Do Nurses at Glendale Gardens Nursing & Rehab Stick Around?

Staff turnover at GLENDALE GARDENS NURSING & REHAB is high. At 55%, the facility is 9 percentage points above the Missouri average of 46%. High turnover means new staff may not know residents' individual needs, medications, or preferences. It can also be disorienting for residents, especially those with dementia who rely on familiar faces. Families should ask: What is causing the turnover? What retention programs are in place? How do you ensure care continuity during staff transitions?

Was Glendale Gardens Nursing & Rehab Ever Fined?

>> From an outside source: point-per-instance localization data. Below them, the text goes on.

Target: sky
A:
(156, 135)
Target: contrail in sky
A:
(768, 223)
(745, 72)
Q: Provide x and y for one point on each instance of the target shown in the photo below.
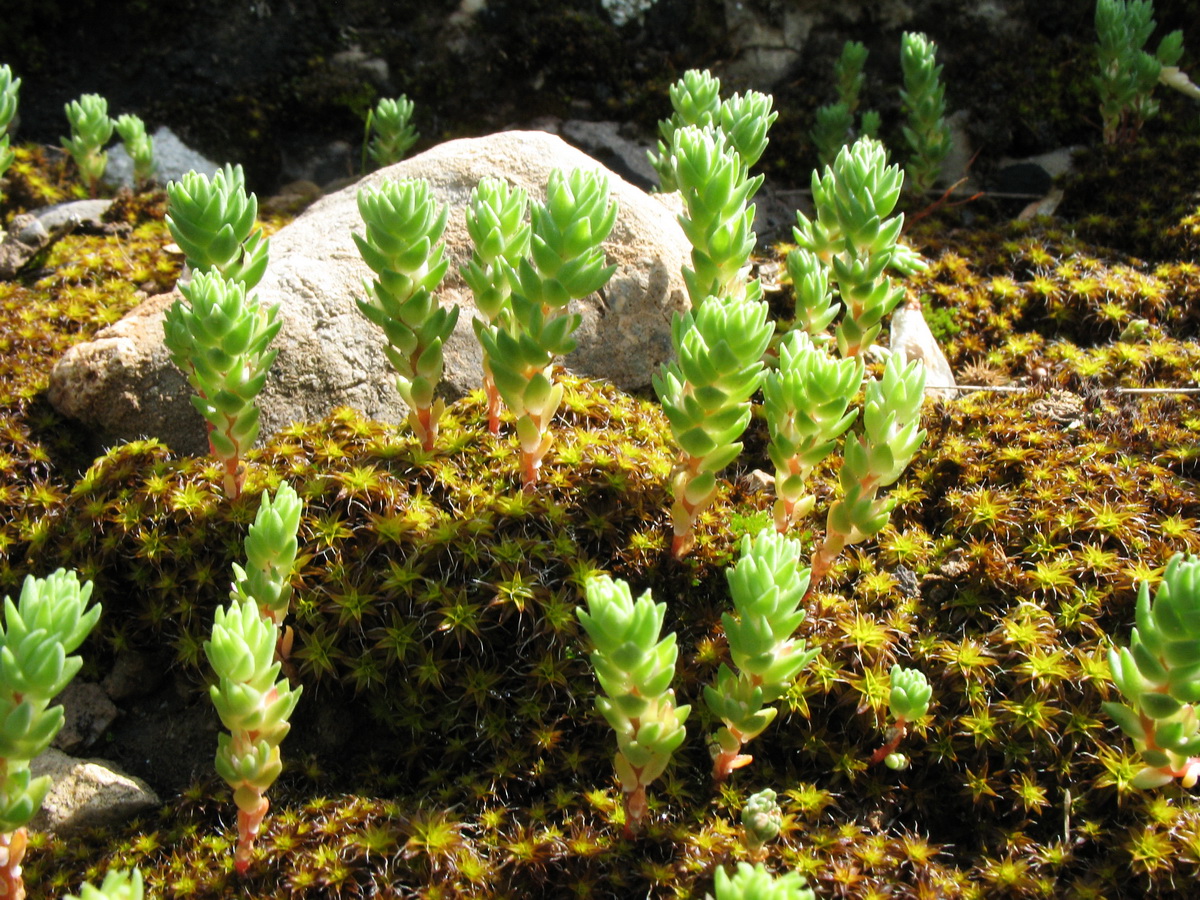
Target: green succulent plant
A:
(90, 130)
(214, 223)
(1157, 675)
(139, 147)
(41, 630)
(118, 885)
(401, 245)
(923, 99)
(767, 586)
(565, 263)
(219, 339)
(756, 883)
(496, 222)
(255, 703)
(390, 130)
(635, 670)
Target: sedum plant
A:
(118, 885)
(220, 339)
(706, 396)
(41, 630)
(923, 99)
(754, 882)
(807, 401)
(761, 822)
(635, 670)
(874, 459)
(565, 263)
(402, 247)
(909, 695)
(255, 703)
(768, 587)
(139, 147)
(213, 222)
(496, 222)
(1127, 72)
(90, 130)
(855, 234)
(1158, 676)
(391, 131)
(10, 91)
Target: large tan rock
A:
(124, 385)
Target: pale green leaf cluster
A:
(855, 233)
(807, 402)
(876, 457)
(402, 247)
(270, 551)
(118, 885)
(762, 820)
(767, 586)
(40, 633)
(635, 670)
(754, 882)
(220, 339)
(90, 130)
(213, 222)
(391, 131)
(138, 145)
(923, 99)
(10, 91)
(1158, 675)
(251, 697)
(1127, 72)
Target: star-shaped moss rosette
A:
(767, 586)
(496, 222)
(874, 457)
(255, 705)
(807, 402)
(214, 223)
(855, 234)
(90, 130)
(48, 622)
(565, 263)
(1158, 675)
(402, 247)
(706, 396)
(219, 337)
(635, 670)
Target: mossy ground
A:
(435, 600)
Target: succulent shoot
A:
(754, 882)
(255, 705)
(635, 670)
(768, 587)
(391, 132)
(118, 885)
(1158, 675)
(10, 91)
(923, 99)
(874, 459)
(706, 396)
(90, 130)
(401, 246)
(214, 223)
(761, 822)
(907, 701)
(496, 222)
(41, 630)
(565, 263)
(219, 339)
(807, 402)
(139, 147)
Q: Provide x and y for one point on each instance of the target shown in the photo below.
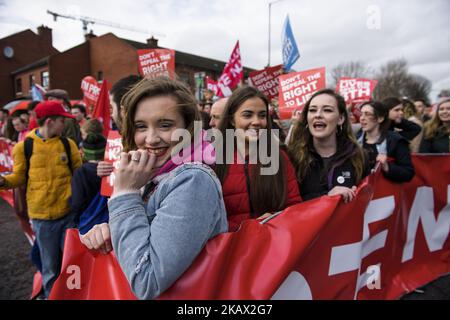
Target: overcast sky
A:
(328, 32)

GLENDALE GARDENS NURSING & REHAB has no federal fines on record. CMS issues fines when nursing homes fail to meet care standards or don't correct problems found during inspections. The absence of fines suggests the facility has either maintained compliance or corrected any issues before penalties were assessed. This is a positive indicator, though families should still review recent inspection reports for the full picture.

Is Glendale Gardens Nursing & Rehab on Any Federal Watch List?

GLENDALE GARDENS NURSING & REHAB is not on any federal watch list. The most significant is the Special Focus Facility (SFF) program, which identifies the bottom 1% of nursing homes nationally based on persistent, serious quality problems. Not being on this list means the facility has avoided the pattern of deficiencies that triggers enhanced federal oversight. This is a positive indicator, though families should still review the facility's inspection history directly.